Es stellte sich heraus, dass die drei zunächst geplant hatten, die Flagge in der Nähe des Gebäudes der Stadtverwaltung zu hissen, Mediazona berichtet aber, dass sie keine Leiter finden konnten. Auf dem Heimweg sah Fonarjow, der jüngste der drei, anscheinend zufällig eine geeignete Stelle, sprang einfach auf das Dach und stellte die Flagge auf, bevor die anderen Zeit hatten, etwas dazu sagen. Er behauptete während des gesamten Gerichtsverfahrens, dass er keine Ahnung gehabt habe, dass es sich um ein FSB-Gebäude gehandelt habe.
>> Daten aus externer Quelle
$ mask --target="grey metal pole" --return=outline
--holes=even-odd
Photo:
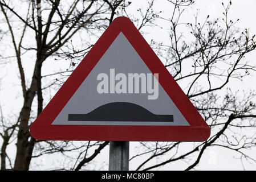
[[[129,141],[110,142],[109,171],[129,171]]]

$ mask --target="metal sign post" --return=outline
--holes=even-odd
[[[108,170],[129,170],[129,141],[110,142]]]

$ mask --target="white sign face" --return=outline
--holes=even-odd
[[[190,126],[158,77],[121,32],[51,125]]]

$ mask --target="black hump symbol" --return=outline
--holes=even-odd
[[[173,115],[157,115],[129,102],[108,103],[87,114],[69,114],[68,121],[173,122]]]

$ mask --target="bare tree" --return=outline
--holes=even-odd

Die Staatsanwaltschaft behauptete, dass alle drei Männer an der Tat beteiligt waren. Feldman litt jedoch als Kind an zerebraler Kinderlähmung und hätte allein schon physisch die „beanstandete Tat‘ nicht begehen können. Nach der Vermutung seines Anwalts Dmitrij Dinse haben sich die Ermittlungsbeamten auf ihn konzentriert, weil er im “Öffentlichen Selbstverteidigungsausschuss” sehr aktiv war. Feldman wird außerdem des Besitzes einer kleinen Menge Sprengstoff (Hexogen) beschuldigt (ohne dass es dafür irgendeine Grundlage gäbe…). Er gab an, man habe ihm den Sprengstoff untergeschoben, und sicherlich ist die Behauptung der Ermittler, er habe den Sprengstoff zu Hause gehabt, nicht sehr plausibel, da keine Spur davon in seiner Wohnung gefunden wurde. Außerdem hat das mit dem Hissen der Fahne nichts zu tun.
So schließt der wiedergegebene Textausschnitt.